March 15, 2018
Prison felt a little less like the clink on Thursday when an aspiring artist brought his soft melodies to inmates in Camden for a live concert.
Matt Butler, a New York musician and recovering drug and alcohol addict, performed a series of folk and rock songs while weaving in his stories of climbing back from his own addiction for more than two hours Thursday at Camden County Correctional Facility.
Johnny Cash-style, he played his guitar for the inmates – many facing the same issues – and sang about addiction, pain, family, heartache and most importantly – hope and reconciliation.
Butler first gained notoriety as the lead singer of the New York-based band Reckless Sons, but lost his way when he fell into alcoholism and substance abuse.
“One of the real, truest miracles to me about recovery was when I got to this point where I was in such intense conflict. I was these two versions of Matt. I was this guy that I wanted to be – the son, the bother that I wanted to be, the guy that was accountable, friendly, responsible, honest, not full of s**t, not lying about everything, and then there was the version of who I was. I was in a lot of pain as a result of that,” he said into a microphone.
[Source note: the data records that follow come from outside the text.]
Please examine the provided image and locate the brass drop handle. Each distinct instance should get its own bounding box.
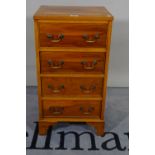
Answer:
[48,84,65,93]
[47,34,64,43]
[81,60,97,70]
[82,33,100,43]
[80,107,94,115]
[80,85,96,94]
[48,60,64,69]
[48,107,64,115]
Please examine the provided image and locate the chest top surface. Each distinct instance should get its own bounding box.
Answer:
[34,6,113,20]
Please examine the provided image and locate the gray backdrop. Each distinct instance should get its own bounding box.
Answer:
[26,0,129,87]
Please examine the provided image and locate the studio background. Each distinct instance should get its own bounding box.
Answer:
[26,0,129,87]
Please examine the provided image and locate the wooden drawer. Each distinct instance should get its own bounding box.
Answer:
[41,77,103,97]
[43,100,101,118]
[40,52,105,74]
[39,23,108,48]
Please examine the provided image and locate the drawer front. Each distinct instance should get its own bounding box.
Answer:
[39,23,108,47]
[40,52,105,74]
[43,100,101,117]
[42,77,103,97]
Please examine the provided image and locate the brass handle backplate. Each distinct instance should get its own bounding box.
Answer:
[48,107,64,115]
[80,85,96,94]
[48,59,64,69]
[81,60,97,70]
[48,84,65,93]
[47,34,64,43]
[80,107,95,115]
[82,33,100,43]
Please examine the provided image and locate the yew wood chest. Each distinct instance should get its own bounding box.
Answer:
[34,6,113,135]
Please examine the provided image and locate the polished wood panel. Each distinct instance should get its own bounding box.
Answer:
[42,77,103,97]
[34,6,113,135]
[40,51,105,74]
[34,6,113,22]
[43,100,101,118]
[39,23,108,47]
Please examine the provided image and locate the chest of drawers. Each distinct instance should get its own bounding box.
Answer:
[34,6,113,135]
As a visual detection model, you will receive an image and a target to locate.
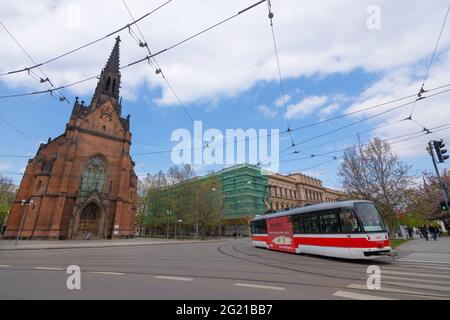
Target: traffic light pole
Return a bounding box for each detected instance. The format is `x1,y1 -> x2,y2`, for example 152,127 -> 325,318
429,142 -> 450,215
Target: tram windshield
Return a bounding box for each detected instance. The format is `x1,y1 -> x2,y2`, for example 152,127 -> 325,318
355,202 -> 386,232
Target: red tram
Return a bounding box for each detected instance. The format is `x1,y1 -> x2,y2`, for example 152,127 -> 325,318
251,201 -> 392,259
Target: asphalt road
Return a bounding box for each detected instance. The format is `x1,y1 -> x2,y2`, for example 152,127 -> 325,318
0,239 -> 450,300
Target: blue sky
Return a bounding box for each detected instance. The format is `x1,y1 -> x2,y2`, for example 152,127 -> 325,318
0,0 -> 450,187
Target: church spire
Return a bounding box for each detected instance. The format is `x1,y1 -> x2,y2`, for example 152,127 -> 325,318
91,37 -> 121,112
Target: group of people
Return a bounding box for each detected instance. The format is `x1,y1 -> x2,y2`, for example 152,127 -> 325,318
406,225 -> 442,241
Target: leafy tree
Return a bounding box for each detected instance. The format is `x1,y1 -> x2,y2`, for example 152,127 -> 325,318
402,171 -> 450,227
339,138 -> 411,229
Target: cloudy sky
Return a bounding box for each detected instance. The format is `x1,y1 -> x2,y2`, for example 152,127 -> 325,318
0,0 -> 450,187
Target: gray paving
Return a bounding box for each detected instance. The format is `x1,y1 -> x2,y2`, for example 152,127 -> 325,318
0,239 -> 450,300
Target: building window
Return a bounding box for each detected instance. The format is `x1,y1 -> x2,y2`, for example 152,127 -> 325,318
81,156 -> 106,192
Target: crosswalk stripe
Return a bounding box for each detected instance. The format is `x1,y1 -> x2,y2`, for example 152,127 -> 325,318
33,267 -> 64,271
333,291 -> 396,300
235,283 -> 286,291
382,270 -> 450,279
397,259 -> 450,264
154,276 -> 194,281
382,276 -> 450,285
383,281 -> 450,292
381,265 -> 450,272
89,271 -> 124,276
347,284 -> 450,300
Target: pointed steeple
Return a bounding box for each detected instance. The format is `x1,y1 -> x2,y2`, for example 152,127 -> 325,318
91,37 -> 121,116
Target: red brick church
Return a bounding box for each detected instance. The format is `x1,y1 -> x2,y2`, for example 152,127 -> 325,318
4,37 -> 137,239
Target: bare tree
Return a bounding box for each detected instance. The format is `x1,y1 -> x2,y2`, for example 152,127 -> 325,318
0,176 -> 17,233
339,138 -> 411,232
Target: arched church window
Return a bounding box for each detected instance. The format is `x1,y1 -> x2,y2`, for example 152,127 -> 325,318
81,156 -> 106,192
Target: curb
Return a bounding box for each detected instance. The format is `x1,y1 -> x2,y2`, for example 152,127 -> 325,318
0,240 -> 230,252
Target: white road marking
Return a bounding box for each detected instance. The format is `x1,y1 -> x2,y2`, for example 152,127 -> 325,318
347,284 -> 450,300
235,283 -> 286,291
381,276 -> 450,285
333,291 -> 396,300
381,264 -> 450,271
33,267 -> 64,271
89,271 -> 124,276
382,270 -> 450,279
396,259 -> 450,264
384,281 -> 450,292
154,276 -> 194,281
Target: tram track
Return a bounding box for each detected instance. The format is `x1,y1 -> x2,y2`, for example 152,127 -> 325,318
217,244 -> 366,281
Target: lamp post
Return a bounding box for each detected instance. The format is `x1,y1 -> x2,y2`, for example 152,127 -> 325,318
178,219 -> 183,239
167,210 -> 176,240
14,199 -> 34,246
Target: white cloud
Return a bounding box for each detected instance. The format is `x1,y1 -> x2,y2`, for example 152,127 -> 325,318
0,162 -> 11,170
345,52 -> 450,159
0,0 -> 450,105
287,96 -> 328,119
320,103 -> 340,117
275,94 -> 292,107
258,105 -> 278,118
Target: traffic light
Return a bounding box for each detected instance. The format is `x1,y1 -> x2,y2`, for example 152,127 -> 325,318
433,140 -> 449,163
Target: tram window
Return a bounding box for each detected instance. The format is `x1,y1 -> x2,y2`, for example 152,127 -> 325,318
252,220 -> 267,234
291,214 -> 305,234
304,213 -> 320,233
320,210 -> 339,233
340,209 -> 361,233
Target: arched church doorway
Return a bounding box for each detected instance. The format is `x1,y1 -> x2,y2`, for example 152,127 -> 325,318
77,202 -> 101,239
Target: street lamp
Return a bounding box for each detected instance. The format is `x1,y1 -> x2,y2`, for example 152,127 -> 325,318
14,199 -> 34,246
167,210 -> 176,240
178,219 -> 183,239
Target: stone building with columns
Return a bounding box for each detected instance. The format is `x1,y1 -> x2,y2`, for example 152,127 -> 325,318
267,173 -> 345,211
4,37 -> 137,239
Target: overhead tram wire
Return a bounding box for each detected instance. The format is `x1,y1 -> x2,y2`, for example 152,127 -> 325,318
0,118 -> 36,145
0,21 -> 70,104
280,123 -> 450,163
288,85 -> 450,149
0,0 -> 266,99
0,0 -> 266,76
267,0 -> 297,151
0,79 -> 450,160
122,0 -> 194,122
410,5 -> 450,118
133,85 -> 450,156
259,89 -> 450,165
0,0 -> 173,76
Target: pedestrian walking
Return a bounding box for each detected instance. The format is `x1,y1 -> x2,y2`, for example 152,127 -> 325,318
421,225 -> 428,241
406,226 -> 414,240
428,225 -> 437,241
416,228 -> 423,239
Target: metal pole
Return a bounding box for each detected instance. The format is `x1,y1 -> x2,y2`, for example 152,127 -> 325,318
195,189 -> 199,240
428,141 -> 450,215
167,213 -> 170,240
174,218 -> 178,239
14,204 -> 28,246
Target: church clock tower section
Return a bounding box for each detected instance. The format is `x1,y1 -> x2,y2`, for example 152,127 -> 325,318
4,37 -> 137,239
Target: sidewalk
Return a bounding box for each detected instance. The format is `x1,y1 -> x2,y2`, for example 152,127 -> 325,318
0,238 -> 227,251
397,237 -> 450,267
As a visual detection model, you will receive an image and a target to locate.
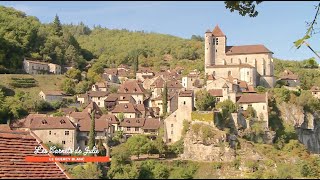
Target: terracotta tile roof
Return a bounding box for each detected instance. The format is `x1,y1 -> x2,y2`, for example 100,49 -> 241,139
207,75 -> 216,80
280,70 -> 299,80
207,64 -> 254,68
104,68 -> 118,76
118,80 -> 146,94
30,117 -> 76,130
104,94 -> 119,102
0,125 -> 72,179
10,114 -> 47,128
310,86 -> 320,92
42,90 -> 64,96
237,94 -> 266,103
150,76 -> 165,88
99,114 -> 120,124
226,44 -> 273,55
82,101 -> 103,117
142,118 -> 160,129
208,89 -> 223,97
137,67 -> 154,74
78,114 -> 109,132
179,90 -> 193,97
87,91 -> 109,97
111,103 -> 140,113
119,118 -> 146,127
212,25 -> 226,37
167,80 -> 183,88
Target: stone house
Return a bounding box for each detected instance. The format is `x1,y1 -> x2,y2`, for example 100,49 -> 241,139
136,67 -> 155,82
237,93 -> 269,128
120,118 -> 160,139
111,103 -> 142,119
23,58 -> 61,74
205,26 -> 275,87
310,86 -> 320,99
118,80 -> 148,104
39,90 -> 64,102
164,90 -> 194,143
279,69 -> 300,87
91,82 -> 108,92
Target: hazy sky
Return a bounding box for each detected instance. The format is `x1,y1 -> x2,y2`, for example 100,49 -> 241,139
0,1 -> 320,62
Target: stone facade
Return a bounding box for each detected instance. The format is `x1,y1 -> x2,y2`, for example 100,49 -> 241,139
205,26 -> 275,87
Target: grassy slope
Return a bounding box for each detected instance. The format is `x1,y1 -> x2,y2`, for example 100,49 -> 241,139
0,74 -> 65,98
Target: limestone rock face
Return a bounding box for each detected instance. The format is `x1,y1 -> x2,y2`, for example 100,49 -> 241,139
180,122 -> 235,162
280,103 -> 320,154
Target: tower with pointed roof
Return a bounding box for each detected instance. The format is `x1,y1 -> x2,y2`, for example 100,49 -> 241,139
205,25 -> 275,87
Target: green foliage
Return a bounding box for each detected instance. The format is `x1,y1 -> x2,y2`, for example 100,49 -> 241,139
162,83 -> 168,115
224,1 -> 263,17
196,90 -> 216,111
62,78 -> 76,95
168,139 -> 184,155
126,135 -> 153,158
88,110 -> 96,149
65,68 -> 81,81
191,111 -> 214,122
70,162 -> 102,179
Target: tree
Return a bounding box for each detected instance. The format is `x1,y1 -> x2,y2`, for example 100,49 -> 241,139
196,90 -> 216,111
162,82 -> 168,115
224,1 -> 263,17
126,135 -> 152,159
62,78 -> 76,95
89,110 -> 96,149
70,162 -> 102,179
65,68 -> 81,81
52,14 -> 63,36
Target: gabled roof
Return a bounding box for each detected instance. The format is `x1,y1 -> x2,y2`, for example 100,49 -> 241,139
119,118 -> 146,127
212,25 -> 226,37
30,117 -> 76,130
111,103 -> 140,113
99,114 -> 120,124
0,125 -> 72,179
226,44 -> 273,55
142,118 -> 160,129
42,90 -> 64,96
208,89 -> 223,97
118,80 -> 146,94
310,86 -> 320,92
280,69 -> 299,80
237,94 -> 267,103
179,90 -> 193,97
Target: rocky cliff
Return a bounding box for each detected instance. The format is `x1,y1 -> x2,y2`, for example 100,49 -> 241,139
279,103 -> 320,153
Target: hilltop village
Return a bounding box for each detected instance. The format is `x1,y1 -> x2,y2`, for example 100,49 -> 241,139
0,23 -> 320,178
7,26 -> 320,153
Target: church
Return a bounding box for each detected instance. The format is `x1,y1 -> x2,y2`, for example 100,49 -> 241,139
205,25 -> 275,88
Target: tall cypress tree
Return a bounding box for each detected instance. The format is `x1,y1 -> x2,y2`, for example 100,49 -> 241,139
162,82 -> 168,115
89,110 -> 96,150
53,14 -> 63,36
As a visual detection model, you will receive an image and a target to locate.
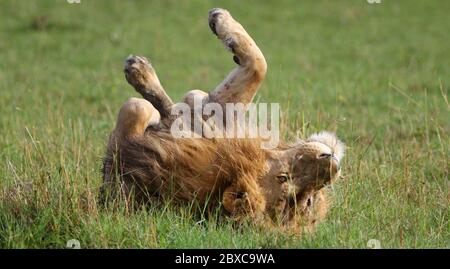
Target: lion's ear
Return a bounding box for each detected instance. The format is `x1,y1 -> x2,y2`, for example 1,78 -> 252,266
308,131 -> 345,161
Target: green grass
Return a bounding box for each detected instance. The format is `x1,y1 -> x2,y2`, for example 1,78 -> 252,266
0,0 -> 450,248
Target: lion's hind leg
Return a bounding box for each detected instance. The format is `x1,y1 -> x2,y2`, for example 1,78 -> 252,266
113,97 -> 160,142
124,55 -> 173,125
209,8 -> 267,104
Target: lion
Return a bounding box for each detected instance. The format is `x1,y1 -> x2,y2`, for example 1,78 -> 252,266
101,8 -> 345,228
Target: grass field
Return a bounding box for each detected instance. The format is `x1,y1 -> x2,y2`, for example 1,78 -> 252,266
0,0 -> 450,248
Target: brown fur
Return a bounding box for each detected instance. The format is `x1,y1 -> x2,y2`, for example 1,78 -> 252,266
102,9 -> 344,232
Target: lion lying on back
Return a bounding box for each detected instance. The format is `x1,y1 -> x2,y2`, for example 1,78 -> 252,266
102,9 -> 344,228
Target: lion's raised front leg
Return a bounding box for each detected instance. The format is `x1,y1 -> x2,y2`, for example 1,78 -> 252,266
209,8 -> 267,105
124,55 -> 173,126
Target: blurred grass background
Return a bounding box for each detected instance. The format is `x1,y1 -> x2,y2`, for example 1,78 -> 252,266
0,0 -> 450,248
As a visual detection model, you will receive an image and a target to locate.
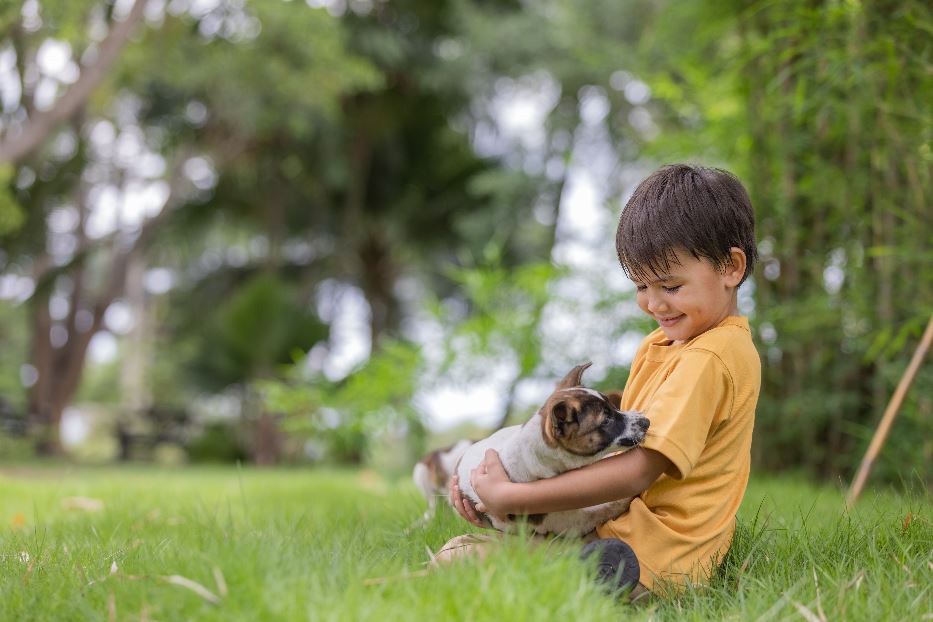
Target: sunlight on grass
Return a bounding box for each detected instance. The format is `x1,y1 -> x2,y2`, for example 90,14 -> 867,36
0,467 -> 933,620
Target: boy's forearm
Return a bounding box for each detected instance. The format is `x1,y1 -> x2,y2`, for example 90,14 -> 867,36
509,448 -> 670,514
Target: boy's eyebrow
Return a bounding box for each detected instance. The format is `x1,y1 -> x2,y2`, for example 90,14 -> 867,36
632,275 -> 674,285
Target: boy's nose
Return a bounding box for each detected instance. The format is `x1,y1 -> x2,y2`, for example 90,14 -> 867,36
648,295 -> 665,313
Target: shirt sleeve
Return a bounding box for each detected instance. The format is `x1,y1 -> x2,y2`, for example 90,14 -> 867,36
643,350 -> 732,479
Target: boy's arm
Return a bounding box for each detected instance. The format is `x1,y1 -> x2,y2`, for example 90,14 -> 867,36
470,447 -> 672,516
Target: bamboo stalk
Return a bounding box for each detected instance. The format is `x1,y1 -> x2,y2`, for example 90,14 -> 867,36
846,315 -> 933,508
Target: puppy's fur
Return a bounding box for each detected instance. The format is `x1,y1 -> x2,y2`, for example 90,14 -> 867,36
456,363 -> 649,536
411,440 -> 473,521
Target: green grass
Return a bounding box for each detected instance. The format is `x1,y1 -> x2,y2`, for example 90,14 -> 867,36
0,467 -> 933,622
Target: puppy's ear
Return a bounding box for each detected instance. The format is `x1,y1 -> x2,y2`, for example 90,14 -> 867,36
550,400 -> 577,436
557,362 -> 593,391
606,391 -> 622,410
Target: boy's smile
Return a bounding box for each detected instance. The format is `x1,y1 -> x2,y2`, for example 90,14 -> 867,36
633,247 -> 745,342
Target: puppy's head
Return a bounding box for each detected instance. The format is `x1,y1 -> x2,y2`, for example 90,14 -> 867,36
540,363 -> 649,456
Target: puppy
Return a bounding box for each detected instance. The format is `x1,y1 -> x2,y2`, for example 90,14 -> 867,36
456,363 -> 649,536
411,440 -> 473,522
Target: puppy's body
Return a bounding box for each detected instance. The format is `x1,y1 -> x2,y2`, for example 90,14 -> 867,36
412,440 -> 472,521
457,363 -> 648,536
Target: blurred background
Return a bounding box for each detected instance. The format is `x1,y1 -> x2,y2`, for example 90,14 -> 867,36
0,0 -> 933,486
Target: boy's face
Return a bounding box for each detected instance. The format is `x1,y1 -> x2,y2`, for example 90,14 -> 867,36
632,247 -> 745,342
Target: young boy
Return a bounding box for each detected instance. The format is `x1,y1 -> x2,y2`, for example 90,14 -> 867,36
445,164 -> 761,594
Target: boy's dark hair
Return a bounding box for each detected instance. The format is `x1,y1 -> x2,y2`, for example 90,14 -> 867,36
616,164 -> 758,285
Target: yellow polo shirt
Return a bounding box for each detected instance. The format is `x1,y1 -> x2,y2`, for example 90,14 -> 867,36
597,317 -> 761,589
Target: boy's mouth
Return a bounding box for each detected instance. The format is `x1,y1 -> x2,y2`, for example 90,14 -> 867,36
657,313 -> 684,328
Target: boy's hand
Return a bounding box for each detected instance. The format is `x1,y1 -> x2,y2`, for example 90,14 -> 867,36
470,449 -> 515,521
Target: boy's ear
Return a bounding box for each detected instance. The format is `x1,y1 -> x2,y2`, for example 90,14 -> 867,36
723,246 -> 748,287
606,391 -> 622,410
556,360 -> 588,391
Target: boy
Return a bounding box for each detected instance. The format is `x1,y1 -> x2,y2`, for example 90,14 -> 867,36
442,164 -> 761,595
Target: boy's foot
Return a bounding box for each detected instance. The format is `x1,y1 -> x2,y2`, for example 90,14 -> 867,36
580,538 -> 641,592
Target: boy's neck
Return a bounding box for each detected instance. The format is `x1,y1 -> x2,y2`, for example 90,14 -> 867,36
671,298 -> 739,345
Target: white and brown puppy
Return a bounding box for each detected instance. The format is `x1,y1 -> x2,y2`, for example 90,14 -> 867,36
456,363 -> 649,536
411,440 -> 473,522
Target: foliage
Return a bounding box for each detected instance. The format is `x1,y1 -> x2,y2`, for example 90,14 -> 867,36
258,340 -> 422,463
182,274 -> 327,389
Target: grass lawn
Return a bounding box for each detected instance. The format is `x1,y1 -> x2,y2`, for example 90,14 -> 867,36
0,466 -> 933,622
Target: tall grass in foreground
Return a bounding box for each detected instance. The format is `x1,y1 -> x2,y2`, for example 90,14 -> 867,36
0,467 -> 933,622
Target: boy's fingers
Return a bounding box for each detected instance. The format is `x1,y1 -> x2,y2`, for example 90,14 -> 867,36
463,499 -> 483,527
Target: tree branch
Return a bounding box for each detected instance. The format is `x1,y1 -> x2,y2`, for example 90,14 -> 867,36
0,0 -> 146,164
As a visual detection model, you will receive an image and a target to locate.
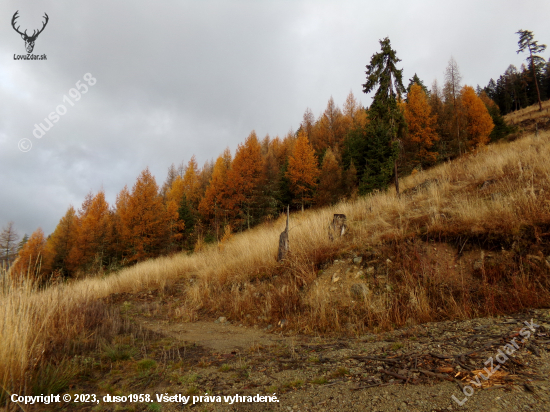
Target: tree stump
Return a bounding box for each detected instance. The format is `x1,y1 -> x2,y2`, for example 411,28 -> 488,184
328,213 -> 348,241
277,206 -> 290,262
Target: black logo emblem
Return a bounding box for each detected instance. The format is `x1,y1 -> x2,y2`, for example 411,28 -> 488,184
11,10 -> 50,53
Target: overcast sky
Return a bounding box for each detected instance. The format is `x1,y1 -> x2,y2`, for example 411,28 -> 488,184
0,0 -> 550,236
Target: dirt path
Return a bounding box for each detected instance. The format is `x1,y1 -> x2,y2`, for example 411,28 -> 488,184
140,320 -> 285,354
127,310 -> 550,412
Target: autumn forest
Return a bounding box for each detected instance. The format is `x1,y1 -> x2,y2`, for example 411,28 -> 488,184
4,33 -> 550,281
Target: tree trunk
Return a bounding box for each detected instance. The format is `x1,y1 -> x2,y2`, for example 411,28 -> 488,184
277,206 -> 290,262
529,44 -> 542,112
393,159 -> 399,196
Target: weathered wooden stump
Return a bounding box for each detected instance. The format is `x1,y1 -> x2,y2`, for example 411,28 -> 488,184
277,206 -> 290,262
328,213 -> 348,241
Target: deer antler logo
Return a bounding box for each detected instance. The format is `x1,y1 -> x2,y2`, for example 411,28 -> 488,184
11,10 -> 50,53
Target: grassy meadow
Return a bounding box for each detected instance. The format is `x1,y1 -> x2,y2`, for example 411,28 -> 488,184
0,102 -> 550,404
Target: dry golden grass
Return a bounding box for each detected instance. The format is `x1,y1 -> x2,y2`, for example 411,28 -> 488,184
504,100 -> 550,124
0,101 -> 550,400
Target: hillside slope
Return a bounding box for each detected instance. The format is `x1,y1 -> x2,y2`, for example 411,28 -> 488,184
0,100 -> 550,408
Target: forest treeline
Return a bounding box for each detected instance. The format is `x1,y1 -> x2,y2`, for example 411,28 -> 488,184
4,33 -> 550,279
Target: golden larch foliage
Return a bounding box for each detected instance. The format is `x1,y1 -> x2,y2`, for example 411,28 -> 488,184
199,149 -> 231,221
9,228 -> 53,282
117,168 -> 173,261
225,131 -> 265,226
316,147 -> 342,206
286,131 -> 319,210
183,155 -> 201,210
461,86 -> 495,148
68,191 -> 110,270
403,83 -> 439,164
48,206 -> 78,275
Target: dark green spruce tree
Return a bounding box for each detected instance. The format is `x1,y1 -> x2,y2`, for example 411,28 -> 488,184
405,73 -> 430,102
360,37 -> 406,195
516,30 -> 546,112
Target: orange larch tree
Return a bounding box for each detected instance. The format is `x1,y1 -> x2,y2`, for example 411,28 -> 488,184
68,191 -> 110,270
199,149 -> 231,233
48,206 -> 78,276
8,228 -> 53,283
286,131 -> 319,211
117,168 -> 169,261
311,97 -> 349,156
316,147 -> 342,206
226,131 -> 265,228
166,176 -> 185,249
183,155 -> 201,210
403,83 -> 439,166
460,86 -> 495,148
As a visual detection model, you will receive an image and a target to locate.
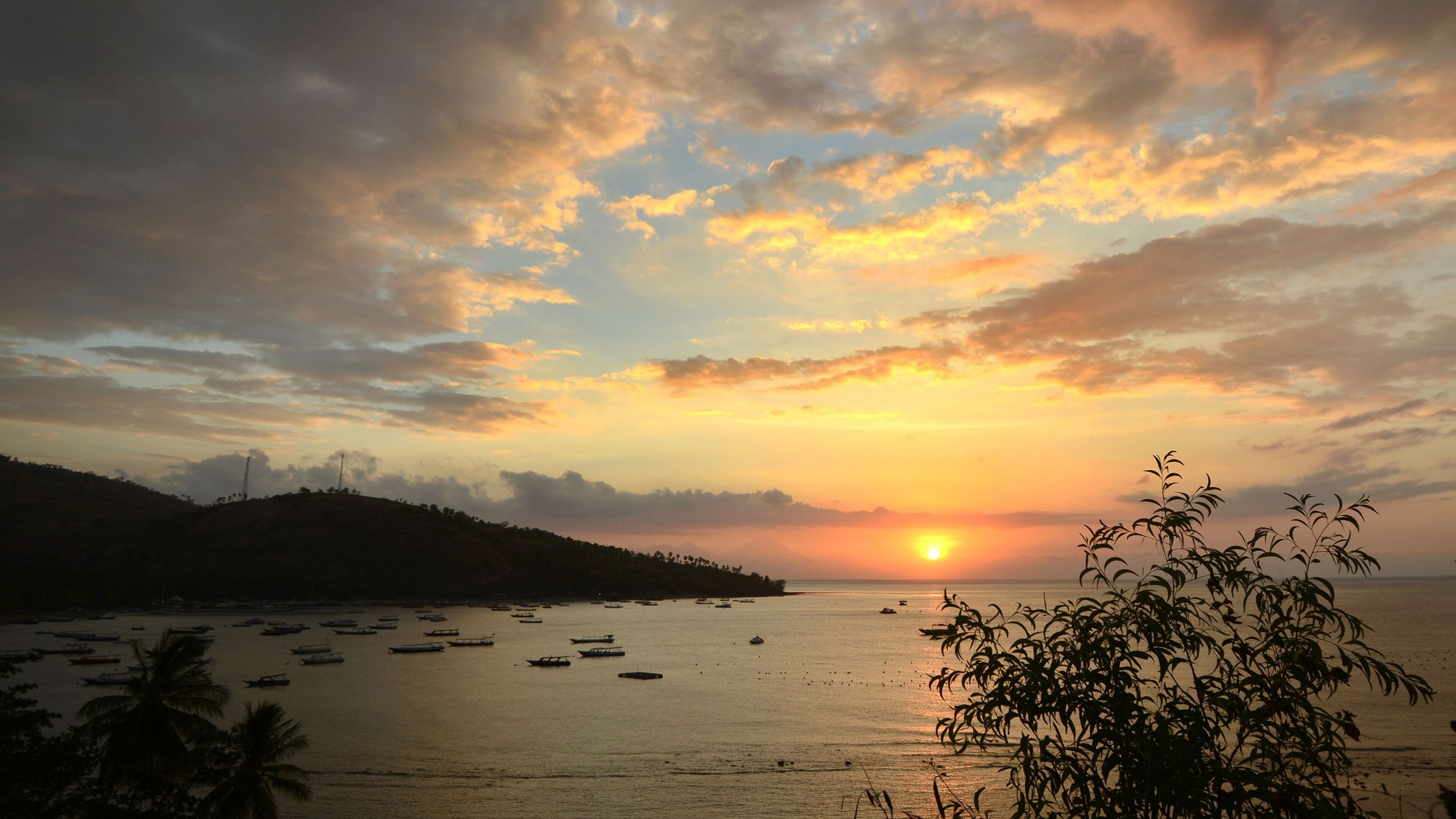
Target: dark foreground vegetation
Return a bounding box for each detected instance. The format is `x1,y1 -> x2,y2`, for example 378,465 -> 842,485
0,631 -> 312,819
903,453 -> 1456,819
0,456 -> 783,611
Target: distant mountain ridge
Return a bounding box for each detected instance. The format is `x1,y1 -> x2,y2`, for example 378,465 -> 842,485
0,456 -> 782,609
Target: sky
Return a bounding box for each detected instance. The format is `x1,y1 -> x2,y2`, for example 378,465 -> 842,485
0,0 -> 1456,578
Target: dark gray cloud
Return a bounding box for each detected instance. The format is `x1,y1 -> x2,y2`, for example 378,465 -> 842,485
1319,398 -> 1425,430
Dubbed “Concert Behind the Walls,” the performance was intended to bring the message of recovery. Butler sang for about 60 inmates, both men and women.
Rebecca DeSante of Delanco, N.J., is in jail for violating her probation after a previous charge of possession of narcotics with intent to distribute. She spoke with PhillyVoice about her reactions to the concert, having only learned Butler was coming hours prior.
“I was thinking it might be religious,” she said. “I had no idea what to expect. But it’s an inspiration to everyone.”
DeSante is scheduled for release on April 21.
DeSante’s cellmate, Gina Merritt, from Lindenwold, N.J., is also jailed for possession with intent to distribute. With 36 weeks left on her sentence, she’s slated to be paroled to a halfway house after she leaves CCCF. Merritt said Butler’s visit was a welcome break-up to an otherwise monotonous day-to-day schedule behind bars.
“It makes your day go by faster and doesn’t seem so much like jail. You’re not in your head as much, so it helps,” she said.
“When my eyes were finally open, and they said the key for you to stay sober – one day at a time – is for you to be rigorously honest,” he said.
“When that was told to me, and I could do it, and I could stop living the double lives...I could stop being afraid of who I was going to walk into on the street – and erasing the text messages off my phone in the morning that would give me grief...when that came clear to me – the key is to be honest with yourself, I was like, 'This is what I’ve been looking for the whole time.'”
Camden County Freeholder Susan Shin Angulo said the day's event came together because Butler attended a vigil dedicated to local individuals who had lost loved ones to drug and alcohol addiction.
"We were paying respects to people who are recovering or people who have died from overdoses, and he performed and it was amazing,” she said.
“We’re connecting him with as many people as possible to spread the hope throughout this county.”